The Strike Force scandal prompted lawmakers this year to outlaw state forfeiture in cases without a criminal conviction or admission of guilt.

The feds still have that power. In February, the U.S. Senate confirmed Luger as the new U.S. attorney for the Minnesota district, and now he's the one signing off on this increasingly controversial police tactic.

"We are in a somewhat unique situation in that the practice no longer exists at the state level," Luger said. If a local or state law enforcement agency tries to get around the state ban by taking a case to him, "I won't allow it," he said.

Luger stayed away from taking a policy position. But he invited me to a conference room in his office last week to emphasize the difference between what the Strike Force did and what federal agents, primarily the Drug Enforcement Administration, are doing about a dozen times a year in Minnesota.
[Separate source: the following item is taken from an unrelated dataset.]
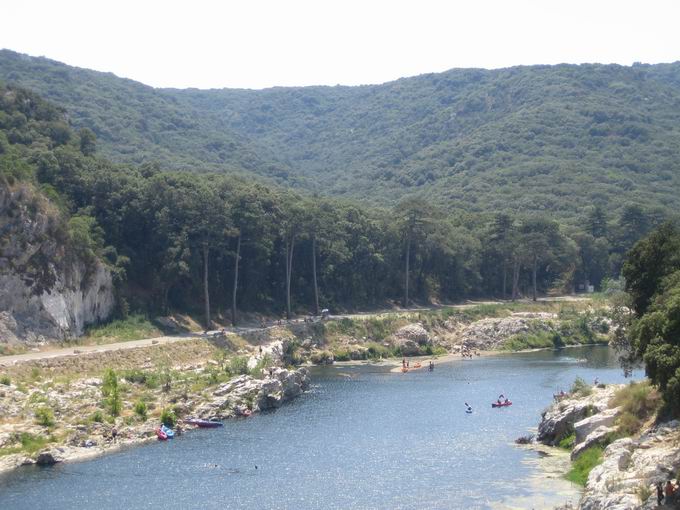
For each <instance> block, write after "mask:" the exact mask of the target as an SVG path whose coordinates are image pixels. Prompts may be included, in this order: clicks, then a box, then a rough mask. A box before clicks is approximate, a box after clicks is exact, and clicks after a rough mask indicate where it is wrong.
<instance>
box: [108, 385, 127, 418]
mask: <svg viewBox="0 0 680 510" xmlns="http://www.w3.org/2000/svg"><path fill="white" fill-rule="evenodd" d="M106 405H107V406H108V407H109V414H111V416H118V415H120V412H121V410H122V409H123V401H122V400H121V398H120V393H119V390H118V388H115V389H114V390H113V391H111V393H109V397H108V398H107V399H106Z"/></svg>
He says the cases have to meet a "beyond a reasonable doubt" standard, even though judges require a lower standard of proof called a "preponderance of evidence."

Still, he defends the practice as a tool to disrupt major drug trafficking organizations, which are often based elsewhere but use the Twin Cities as a transit point. Why not arrest the people with the dirty money? The feds want to take out the leaders, who typically aren't the ones transporting the drugs and the cash, he said.

That could be the reason that DEA agents allowed a man named DMar Ontrell Tucker to get on a plane in June, after keeping $25,895 in cash found in his possession. A civil action filed by Luger's office on Oct. 21 lays out how the confrontation took place in an airport bar in Terminal 2.

The airport police special investigation division got a tip about a different traveler, but agents saw that man talking to Tucker. Two agents approached the men and asked them about their travel plans. One of them asked Tucker if he was carrying a large amount of money.

Tucker said he had about $3,000 in his pocket but did not mention the $22,000 that one detective found in his carry-on, the complaint said. Tucker, who said he was a music producer, told conflicting stories about what he was doing in Minnesota, and said the majority of the money was given to him by a musician he barely knew to package and print compact discs, the complaint said.

The agents could not find any record of Tucker's company or the musician, but they did find "multiple narcotics arrests and various convictions" on Tucker's record, the complaint said. They brought in Brio, a certified "narcotics detector dog," who "alerted to the odor of narcotics" on the cash.

Tucker was informed that the agents believed that his cash was drug money and that his explanation was "improbable." Tucker got a receipt, rebooked his flight and flew out. I tried to reach Tucker last week, without success.

Luger makes no apologies for these kinds of civil forfeitures.

Still, no matter how they're done, these forfeitures turn the presumption of innocence on its head, and force people to prove their property is not guilty. Luger said these cases will be pursued with the "highest level of integrity." He knows that a state that no longer grants that power to its police will accept nothing less.